Energy Production & Transmutation: Two Different LENR Tracks

The recent test results from the MFMP showing apparent transmutations after charcoal has treated for two minutes in the George Egely NOVA reactor are quite fascinating, although I think it is still premature to regard them as conclusive. My understanding is that the MFMP will be doing the test on a more pure carbon sample to see if similar results are produced.

I originally became interested in LENR because I though it could be an important source of inexpensive and low-coast energy, and so far, energy production seems to be the goal of many LENR researchers. However, it is possible that another equally important future LENR application will be either elemental, or isotopic transmutations (or may be both).
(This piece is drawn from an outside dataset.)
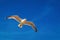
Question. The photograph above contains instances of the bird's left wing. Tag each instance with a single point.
(33, 26)
(15, 17)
The goal of many of the old alchemists was to be able to make something extremely valuable (e.g. gold) from a common element (e.g. lead), but many centuries ago they did not have the understanding of chemistry, nor the necessary technological apparatus to make it happen. This changed in the 20th Century with nuclear engineering. Here’s an excerpt from a Scientific American article on the subject of transmutation.

With the dawn of the atomic age in the 20th century, however, the transmutation of elements finally became possible. Nowadays nuclear physicists routinely transform one element to another. In commercial nuclear reactors, uranium atoms break apart to yield smaller nuclei of elements such as xenon and strontium as well as heat that can be harnessed to generate electricity. In experimental fusion reactors heavy isotopes of hydrogen merge together to form helium. (An element is defined by the number of protons in its nucleus whereas an isotope of a given element is determined by the quantity of neutrons.)

But what of the fabled transmutation of lead to gold? It is indeed possible—all you need is a particle accelerator, a vast supply of energy and an extremely low expectation of how much gold you will end up with. More than 30 years ago nuclear scientists at the Lawrence Berkeley National Laboratory (LBNL) in California succeeded in producing very small amounts of gold from bismuth, a metallic element adjacent to lead on the periodic table.

If LENR reactors are able to produce similar results at much lower cost, and safely, in reasonable quantities then we might find that transmutation is comparable in importance to energy production, especially if currently rare and valuable elements and/or isotopes can be created. It may be that we will see two very different tracks for LENR emerging.